The film’s setting is utterly contemporary, but as a work of art it reveals the 40-year-old Korine’s ’80s youth as much as the VHS worship of the prior Trash Humpers did. Here, Korine weaves the fun-in-the-sun sexploitation cheapies (Hardbodies, Spring Break) that dotted Reagan-era HBO with the scuzzy drugs-and-guns Florida action of the name-checked Scarface and the implied Miami Vice.

Like most of its subjects, this over-crafted exploitation flick is ripe, alluring, and self-consciously daring, but I wonder if it has much on the brain.

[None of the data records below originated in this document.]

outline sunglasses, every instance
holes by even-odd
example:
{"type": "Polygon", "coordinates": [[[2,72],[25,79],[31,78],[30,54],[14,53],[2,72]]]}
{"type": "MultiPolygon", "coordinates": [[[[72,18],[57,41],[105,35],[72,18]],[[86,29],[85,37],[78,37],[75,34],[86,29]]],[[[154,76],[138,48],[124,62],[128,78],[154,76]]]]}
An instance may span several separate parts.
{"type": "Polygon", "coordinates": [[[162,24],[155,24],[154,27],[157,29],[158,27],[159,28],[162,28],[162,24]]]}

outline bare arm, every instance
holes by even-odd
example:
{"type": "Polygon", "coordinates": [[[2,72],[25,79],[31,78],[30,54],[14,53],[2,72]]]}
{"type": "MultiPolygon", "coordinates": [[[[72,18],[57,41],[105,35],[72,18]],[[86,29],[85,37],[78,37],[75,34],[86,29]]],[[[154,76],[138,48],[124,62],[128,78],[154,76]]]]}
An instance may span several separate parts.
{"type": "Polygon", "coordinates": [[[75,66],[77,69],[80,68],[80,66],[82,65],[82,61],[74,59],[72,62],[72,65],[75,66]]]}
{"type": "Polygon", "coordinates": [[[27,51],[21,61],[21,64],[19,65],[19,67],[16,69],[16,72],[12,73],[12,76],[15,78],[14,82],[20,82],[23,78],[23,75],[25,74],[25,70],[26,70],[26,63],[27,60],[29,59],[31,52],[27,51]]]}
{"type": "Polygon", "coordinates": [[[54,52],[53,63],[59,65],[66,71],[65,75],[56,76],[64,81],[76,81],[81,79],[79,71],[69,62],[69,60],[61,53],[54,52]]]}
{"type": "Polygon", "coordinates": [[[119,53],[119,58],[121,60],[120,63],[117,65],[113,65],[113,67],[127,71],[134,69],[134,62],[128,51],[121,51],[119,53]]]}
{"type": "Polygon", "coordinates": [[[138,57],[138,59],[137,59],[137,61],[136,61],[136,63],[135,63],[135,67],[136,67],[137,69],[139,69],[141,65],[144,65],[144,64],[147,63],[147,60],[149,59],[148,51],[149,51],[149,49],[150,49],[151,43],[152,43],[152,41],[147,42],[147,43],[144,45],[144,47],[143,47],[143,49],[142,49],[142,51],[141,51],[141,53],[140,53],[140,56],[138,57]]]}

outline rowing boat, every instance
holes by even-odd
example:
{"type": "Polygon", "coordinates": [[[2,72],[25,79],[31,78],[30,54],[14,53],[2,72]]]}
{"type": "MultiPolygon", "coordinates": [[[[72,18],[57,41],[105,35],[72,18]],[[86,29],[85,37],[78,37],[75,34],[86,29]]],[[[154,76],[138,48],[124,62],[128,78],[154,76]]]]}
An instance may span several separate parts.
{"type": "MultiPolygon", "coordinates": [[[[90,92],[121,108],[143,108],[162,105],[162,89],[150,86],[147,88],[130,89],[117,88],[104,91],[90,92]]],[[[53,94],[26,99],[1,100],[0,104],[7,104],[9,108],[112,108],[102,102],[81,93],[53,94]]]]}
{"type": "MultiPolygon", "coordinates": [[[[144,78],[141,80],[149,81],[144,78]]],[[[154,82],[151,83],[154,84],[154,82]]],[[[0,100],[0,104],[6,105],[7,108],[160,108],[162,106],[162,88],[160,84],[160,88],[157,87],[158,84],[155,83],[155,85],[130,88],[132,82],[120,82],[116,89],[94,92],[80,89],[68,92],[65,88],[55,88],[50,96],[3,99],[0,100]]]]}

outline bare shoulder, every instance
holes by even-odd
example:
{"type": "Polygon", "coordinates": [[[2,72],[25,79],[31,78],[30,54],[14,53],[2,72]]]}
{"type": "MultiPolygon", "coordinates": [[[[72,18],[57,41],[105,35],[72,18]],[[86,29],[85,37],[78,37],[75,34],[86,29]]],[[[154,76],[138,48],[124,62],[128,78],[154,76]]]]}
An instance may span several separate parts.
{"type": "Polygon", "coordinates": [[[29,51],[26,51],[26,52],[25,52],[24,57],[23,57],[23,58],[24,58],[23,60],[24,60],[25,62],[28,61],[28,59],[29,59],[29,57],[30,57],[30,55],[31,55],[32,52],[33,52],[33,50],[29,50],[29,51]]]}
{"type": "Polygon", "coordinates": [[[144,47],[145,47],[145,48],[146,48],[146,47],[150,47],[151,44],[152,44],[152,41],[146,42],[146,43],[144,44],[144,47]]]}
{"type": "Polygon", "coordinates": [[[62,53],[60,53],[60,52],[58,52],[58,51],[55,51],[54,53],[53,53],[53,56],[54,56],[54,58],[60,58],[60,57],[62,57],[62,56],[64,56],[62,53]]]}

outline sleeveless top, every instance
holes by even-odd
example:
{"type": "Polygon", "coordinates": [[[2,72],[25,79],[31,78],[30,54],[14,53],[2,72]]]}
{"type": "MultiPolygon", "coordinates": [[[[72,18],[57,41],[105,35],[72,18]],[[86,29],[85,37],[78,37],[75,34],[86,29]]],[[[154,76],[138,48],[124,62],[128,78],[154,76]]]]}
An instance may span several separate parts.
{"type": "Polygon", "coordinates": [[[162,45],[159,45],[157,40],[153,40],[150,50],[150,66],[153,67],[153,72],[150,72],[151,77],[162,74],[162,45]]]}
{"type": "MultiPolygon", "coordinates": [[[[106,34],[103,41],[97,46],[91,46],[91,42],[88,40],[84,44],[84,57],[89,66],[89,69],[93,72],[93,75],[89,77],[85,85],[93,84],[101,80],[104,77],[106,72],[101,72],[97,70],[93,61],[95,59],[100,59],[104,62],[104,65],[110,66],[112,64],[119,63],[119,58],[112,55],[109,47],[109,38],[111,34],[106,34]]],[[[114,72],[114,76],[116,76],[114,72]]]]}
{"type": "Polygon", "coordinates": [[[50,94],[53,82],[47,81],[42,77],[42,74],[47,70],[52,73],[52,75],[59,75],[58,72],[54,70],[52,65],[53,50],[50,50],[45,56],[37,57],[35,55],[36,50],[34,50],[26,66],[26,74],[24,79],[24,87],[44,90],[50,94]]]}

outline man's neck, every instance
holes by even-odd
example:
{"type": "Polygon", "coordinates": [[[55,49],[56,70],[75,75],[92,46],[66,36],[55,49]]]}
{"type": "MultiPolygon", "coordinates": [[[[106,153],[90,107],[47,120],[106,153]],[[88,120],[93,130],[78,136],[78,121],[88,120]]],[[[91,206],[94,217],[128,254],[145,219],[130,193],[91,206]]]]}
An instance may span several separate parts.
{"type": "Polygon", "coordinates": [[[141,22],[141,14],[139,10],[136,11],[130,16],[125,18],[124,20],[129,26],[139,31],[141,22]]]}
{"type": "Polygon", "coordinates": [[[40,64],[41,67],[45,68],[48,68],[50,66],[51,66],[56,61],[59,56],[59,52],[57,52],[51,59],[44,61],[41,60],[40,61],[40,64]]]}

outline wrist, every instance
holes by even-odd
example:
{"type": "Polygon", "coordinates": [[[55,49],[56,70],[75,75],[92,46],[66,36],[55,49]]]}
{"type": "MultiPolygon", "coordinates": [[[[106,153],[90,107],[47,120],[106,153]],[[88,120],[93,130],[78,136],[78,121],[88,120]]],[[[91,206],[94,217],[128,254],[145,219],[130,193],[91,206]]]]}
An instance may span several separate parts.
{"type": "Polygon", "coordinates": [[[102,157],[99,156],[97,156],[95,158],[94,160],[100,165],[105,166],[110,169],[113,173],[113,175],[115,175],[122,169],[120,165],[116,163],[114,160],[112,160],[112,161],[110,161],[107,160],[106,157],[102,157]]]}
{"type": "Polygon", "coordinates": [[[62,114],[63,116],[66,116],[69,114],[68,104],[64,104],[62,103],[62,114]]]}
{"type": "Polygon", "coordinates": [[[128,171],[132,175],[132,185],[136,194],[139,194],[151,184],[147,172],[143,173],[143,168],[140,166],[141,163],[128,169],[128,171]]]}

Spring Breakers nods toward social criticism, skipping knowingly along the thin line that separates camp from cautionary tale.

But its perspective is hard to read, and the critical elements of the film seem mostly designed to assist viewers in rationalizing the film’s more pervy pleasures. Korine’s fevered depiction of spring-break depravity definitely carries a whiff of satire and disapproval. There’s a (David) Lynchian bent to the way Korine juxtaposes a voiceover of Faith reading an earnest letter home (“Hi Grandma. This is the most spiritual place I’ve ever been. Everyone’s so warm and friendly here”) with a beer-bong bacchanalia. But this strain of commentary doesn’t keep Korine’s camera — which locates copious crotch close-ups — from ogling. Here, arty and sardonic touches help make the leering feel justifiable.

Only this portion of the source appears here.